Tap is an MCP server for authenticated browser automation — it runs in your own Chrome on your real logged-in sessions. This guide shows how to connect Tap to every major MCP host, in about 60 seconds each.
If you already have Tap installed, skip to your host below. Otherwise, install first:
curl -fsSL https://taprun.dev/install.sh | sh
Tap exposes its MCP surface via the single tap mcp stdio entrypoint. Every supported host points its mcpServers map at the same command — copy the config block below into the relevant file for your host, then restart the host.
tap mcp stdio # default; pipe stdin↔stdout to your MCP host tap mcp http # streamable-HTTP transport on 127.0.0.1:7891 (bearer auth)
The host config tables below show exactly which file to edit per MCP host.
Each host has its own config file with its own schema. Tap's adapter layer handles each correctly — you don't have to think about it, but here's what's happening under the hood for transparency.
~/.claude.json · top-level mcpServers map
{
"mcpServers": {
"tap": {
"command": "npx",
"args": ["-y", "@taprun/cli", "mcp", "stdio"]
}
}
}
~/.cursor/mcp.json · same schema as Claude Code
Cursor uses the identical mcpServers map format. After registration, open Cursor's settings → MCP Servers to verify Tap appears.
<vscode-user-dir>/globalStorage/saoudrizwan.claude-dev/settings/cline_mcp_settings.json
Cline is a VS Code extension, so its config lives inside VS Code's extension storage (not alongside user settings). Same mcpServers schema. After registration, open Cline's settings panel in VS Code — Tap will show up under "MCP Servers".
Note: if you run Cline inside Cursor instead of VS Code, the config path moves to Cursor's user dir. Current auto-detect targets the VS Code path; for Cursor-resident Cline, edit the config file manually or file an issue.
~/.codeium/windsurf/mcp_config.json · same schema as Claude Code
Windsurf is Codeium's MCP host. Config lives under ~/.codeium/windsurf/, not ~/.windsurf/ — that path doesn't exist in any real install.
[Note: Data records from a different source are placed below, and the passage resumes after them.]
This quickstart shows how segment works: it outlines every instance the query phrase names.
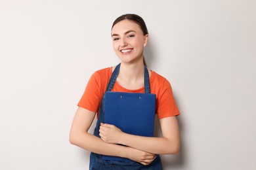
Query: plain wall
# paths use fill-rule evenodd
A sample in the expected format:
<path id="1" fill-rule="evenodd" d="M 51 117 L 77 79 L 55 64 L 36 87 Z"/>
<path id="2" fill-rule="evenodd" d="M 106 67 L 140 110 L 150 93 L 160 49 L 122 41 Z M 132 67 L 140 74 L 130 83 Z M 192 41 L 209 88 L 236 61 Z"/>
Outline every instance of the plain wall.
<path id="1" fill-rule="evenodd" d="M 95 71 L 119 62 L 113 21 L 135 13 L 150 32 L 149 68 L 170 81 L 181 113 L 181 151 L 161 156 L 165 169 L 256 169 L 255 8 L 252 0 L 1 0 L 0 169 L 88 169 L 89 152 L 68 141 L 76 105 Z"/>

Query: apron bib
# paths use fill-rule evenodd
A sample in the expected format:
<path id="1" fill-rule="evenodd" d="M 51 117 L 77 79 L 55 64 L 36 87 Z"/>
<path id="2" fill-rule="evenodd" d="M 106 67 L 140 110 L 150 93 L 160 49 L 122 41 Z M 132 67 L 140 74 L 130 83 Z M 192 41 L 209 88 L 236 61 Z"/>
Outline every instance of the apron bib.
<path id="1" fill-rule="evenodd" d="M 108 82 L 106 92 L 111 92 L 117 78 L 119 71 L 120 69 L 121 63 L 118 64 L 115 70 L 114 71 L 110 80 Z M 144 67 L 144 90 L 145 94 L 150 94 L 150 79 L 148 69 Z M 101 122 L 104 122 L 105 116 L 105 96 L 106 93 L 102 97 L 101 101 L 100 113 L 98 115 L 98 120 L 96 124 L 96 127 L 94 131 L 93 135 L 100 137 L 99 129 Z M 154 122 L 153 122 L 154 124 Z M 103 158 L 102 158 L 103 157 Z M 93 152 L 90 155 L 90 168 L 89 169 L 152 169 L 152 170 L 160 170 L 162 169 L 162 165 L 161 163 L 160 156 L 157 155 L 156 159 L 149 165 L 143 165 L 141 163 L 129 160 L 127 158 L 123 158 L 119 157 L 113 157 L 114 159 L 108 159 L 110 156 L 106 156 L 100 154 L 97 154 Z M 111 157 L 110 157 L 111 158 Z M 115 158 L 117 158 L 117 159 Z M 120 159 L 118 159 L 119 158 Z"/>

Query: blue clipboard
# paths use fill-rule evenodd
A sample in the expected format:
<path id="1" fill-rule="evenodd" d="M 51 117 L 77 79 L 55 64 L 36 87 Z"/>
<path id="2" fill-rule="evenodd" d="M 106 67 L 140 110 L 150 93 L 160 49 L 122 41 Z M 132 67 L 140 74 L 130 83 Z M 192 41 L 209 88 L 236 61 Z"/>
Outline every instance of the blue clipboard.
<path id="1" fill-rule="evenodd" d="M 154 136 L 156 94 L 106 92 L 104 97 L 104 123 L 127 133 Z M 111 156 L 102 156 L 102 159 L 133 162 Z"/>

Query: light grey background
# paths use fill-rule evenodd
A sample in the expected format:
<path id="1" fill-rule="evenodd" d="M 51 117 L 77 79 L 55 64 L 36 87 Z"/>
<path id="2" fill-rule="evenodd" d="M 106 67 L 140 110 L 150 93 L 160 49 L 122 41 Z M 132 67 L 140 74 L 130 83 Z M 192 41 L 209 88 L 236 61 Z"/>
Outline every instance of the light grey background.
<path id="1" fill-rule="evenodd" d="M 119 62 L 113 21 L 136 13 L 149 67 L 171 82 L 181 112 L 181 152 L 162 156 L 165 169 L 256 169 L 255 9 L 253 0 L 1 0 L 0 169 L 88 169 L 89 152 L 68 141 L 76 105 L 91 74 Z"/>

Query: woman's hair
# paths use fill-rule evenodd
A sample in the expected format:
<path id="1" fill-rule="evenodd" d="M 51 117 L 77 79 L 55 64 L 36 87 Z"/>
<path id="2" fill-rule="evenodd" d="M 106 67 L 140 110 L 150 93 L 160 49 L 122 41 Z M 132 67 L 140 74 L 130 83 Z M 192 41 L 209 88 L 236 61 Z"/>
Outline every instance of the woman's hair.
<path id="1" fill-rule="evenodd" d="M 113 29 L 114 26 L 116 24 L 124 20 L 129 20 L 137 24 L 140 26 L 141 30 L 142 31 L 144 35 L 148 34 L 148 29 L 146 28 L 145 22 L 143 20 L 142 18 L 141 18 L 139 15 L 133 14 L 123 14 L 117 18 L 116 18 L 116 20 L 113 22 L 113 25 L 111 29 Z M 143 63 L 144 65 L 146 66 L 146 63 L 144 56 L 143 56 Z"/>

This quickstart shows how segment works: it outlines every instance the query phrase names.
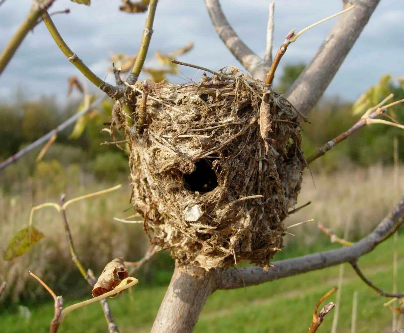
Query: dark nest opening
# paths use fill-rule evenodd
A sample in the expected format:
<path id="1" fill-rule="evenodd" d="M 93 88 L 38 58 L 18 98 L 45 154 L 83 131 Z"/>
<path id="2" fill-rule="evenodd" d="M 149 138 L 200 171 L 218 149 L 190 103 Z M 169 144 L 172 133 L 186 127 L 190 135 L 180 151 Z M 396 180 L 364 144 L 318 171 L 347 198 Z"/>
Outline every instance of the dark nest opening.
<path id="1" fill-rule="evenodd" d="M 248 259 L 268 267 L 300 189 L 295 113 L 270 86 L 236 75 L 234 81 L 214 75 L 198 84 L 149 85 L 143 134 L 121 109 L 115 117 L 129 142 L 132 203 L 145 231 L 181 266 L 209 270 Z M 141 109 L 135 94 L 135 119 Z"/>

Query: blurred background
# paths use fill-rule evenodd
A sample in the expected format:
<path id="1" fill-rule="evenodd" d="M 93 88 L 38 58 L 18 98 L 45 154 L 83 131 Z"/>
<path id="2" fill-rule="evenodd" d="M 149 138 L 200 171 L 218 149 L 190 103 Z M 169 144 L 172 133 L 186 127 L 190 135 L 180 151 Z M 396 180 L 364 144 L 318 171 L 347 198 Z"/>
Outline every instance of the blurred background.
<path id="1" fill-rule="evenodd" d="M 0 48 L 23 19 L 30 2 L 8 0 L 0 7 Z M 50 11 L 70 8 L 69 15 L 53 17 L 59 32 L 92 70 L 113 83 L 109 68 L 113 61 L 122 67 L 131 63 L 140 43 L 145 14 L 120 11 L 118 1 L 93 2 L 88 7 L 59 0 Z M 339 11 L 341 2 L 277 2 L 275 50 L 291 28 L 299 30 Z M 262 56 L 269 1 L 223 0 L 221 3 L 235 30 Z M 395 94 L 395 100 L 404 98 L 400 77 L 404 75 L 403 16 L 404 4 L 400 2 L 381 2 L 324 97 L 310 113 L 310 123 L 302 124 L 306 156 L 358 121 L 363 112 L 358 113 L 358 105 L 354 103 L 365 92 L 369 103 L 375 104 L 390 93 Z M 287 90 L 332 23 L 316 27 L 288 48 L 276 77 L 276 90 Z M 202 1 L 160 0 L 154 30 L 142 77 L 181 83 L 198 80 L 202 74 L 194 69 L 167 65 L 166 59 L 170 58 L 215 70 L 228 65 L 240 66 L 216 34 Z M 78 84 L 71 79 L 69 83 L 72 75 L 76 75 Z M 0 161 L 82 108 L 84 96 L 78 86 L 90 98 L 100 95 L 90 84 L 66 60 L 44 25 L 36 27 L 0 76 Z M 375 88 L 368 90 L 372 86 Z M 72 92 L 68 95 L 69 89 Z M 149 245 L 141 225 L 114 220 L 134 212 L 129 203 L 126 150 L 124 146 L 120 149 L 101 144 L 112 140 L 108 133 L 101 132 L 103 124 L 111 121 L 111 103 L 105 101 L 80 124 L 59 133 L 40 161 L 36 159 L 41 147 L 0 171 L 2 252 L 13 236 L 27 225 L 32 207 L 59 202 L 63 193 L 71 199 L 121 183 L 123 186 L 118 191 L 77 202 L 67 209 L 76 251 L 84 266 L 97 276 L 114 258 L 136 261 L 143 256 Z M 389 112 L 404 122 L 404 107 L 398 105 Z M 122 139 L 119 133 L 116 134 L 117 140 Z M 285 224 L 311 218 L 315 221 L 293 230 L 294 236 L 287 235 L 283 251 L 275 259 L 341 246 L 331 244 L 319 230 L 318 223 L 352 241 L 371 230 L 404 190 L 403 138 L 404 132 L 399 128 L 380 124 L 365 126 L 311 165 L 297 207 L 309 201 L 312 203 L 291 215 Z M 2 331 L 48 329 L 53 304 L 42 287 L 29 277 L 29 270 L 41 276 L 57 294 L 63 295 L 68 304 L 90 297 L 88 286 L 72 261 L 60 215 L 54 209 L 45 208 L 36 212 L 34 221 L 45 238 L 29 253 L 12 261 L 0 258 L 0 282 L 8 283 L 0 297 Z M 395 251 L 398 276 L 403 276 L 404 269 L 400 264 L 403 240 L 404 235 L 399 233 L 395 241 L 389 240 L 361 259 L 364 271 L 382 289 L 391 291 L 393 287 Z M 149 330 L 173 269 L 168 253 L 158 253 L 139 271 L 140 283 L 132 295 L 127 293 L 111 300 L 121 332 Z M 330 286 L 338 283 L 341 270 L 331 268 L 245 290 L 217 292 L 208 301 L 196 331 L 305 332 L 313 307 Z M 351 331 L 353 294 L 356 291 L 361 306 L 356 331 L 391 332 L 391 312 L 383 307 L 383 300 L 347 267 L 342 276 L 339 315 L 335 315 L 339 319 L 334 324 L 337 330 L 333 331 Z M 402 279 L 398 283 L 399 289 L 404 287 Z M 297 315 L 301 321 L 291 320 Z M 71 316 L 63 323 L 61 331 L 106 331 L 98 304 L 82 308 Z M 322 331 L 332 329 L 331 316 L 322 326 Z"/>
<vscode-user-dir>/mcp.json · top-level servers (NOT mcpServers)
VS Code is the odd one out. It uses a top-level servers key and each entry requires a type: "stdio" field. Tap's adapter handles this automatically:
{
"servers": {
"tap": {
"type": "stdio",
"command": "npx",
"args": ["-y", "@taprun/cli", "mcp", "stdio"]
}
}
}
The user-data dir varies by OS: macOS ~/Library/Application Support/Code/User/, Linux ~/.config/Code/User/, Windows %APPDATA%/Code/User/.
Ref: code.visualstudio.com/docs/copilot/customization/mcp-servers
After editing the config and restarting the host, ask your agent to call the capture meta tool with a preview-only argument:
capture { url: "https://news.ycombinator.com" }
If it returns a ToolResult with inspection.source_class populated, the host can talk to Tap end-to-end. Silent config-present-but-server-broken is one of the most confusing MCP failures; this single round-trip rules it out.
Make sure the host's config directory actually exists. If you've installed Claude Code / Cursor / etc. but never opened it, the config dir may not exist yet. Open the host once, create the file, then restart.
Most hosts need a restart to pick up MCP config changes. Quit the host fully (Cmd+Q on macOS, not just close-window) and relaunch. VS Code specifically: the mcp.json file is read on workspace open, so reload your window.
Cline stores its MCP config inside VS Code's extension global storage. If you've installed Cline in a VS Code fork (Cursor, VSCodium, etc.), its config path differs. The current auto-detect targets vanilla VS Code. For other forks, pass the config explicitly or file a request for the fork you need.
The installer adds ~/.tap/bin to your PATH via your shell's rc file. Open a new terminal after install, or source your rc manually: source ~/.zshrc (or ~/.bashrc).
Once connected, ask your MCP host to do something behind authentication. A few that work out of the box with the community tap library:
These taps already exist in the community pack and will run without any forging. To build a new one against a site you care about — your Shopify admin, your HubSpot, your internal dashboard — ask your host to forge one:
"Use tap to forge a program that pulls my Shopify unfulfilled orders and returns them as a table."
Your host will call the capture meta verb with { url, intent, site, name }, walk through the structural layers, and compile a deterministic program you can run forever. The program lives at ~/.tap/plans/shopify/unfulfilled-orders.plan.json — inspectable, diffable, yours.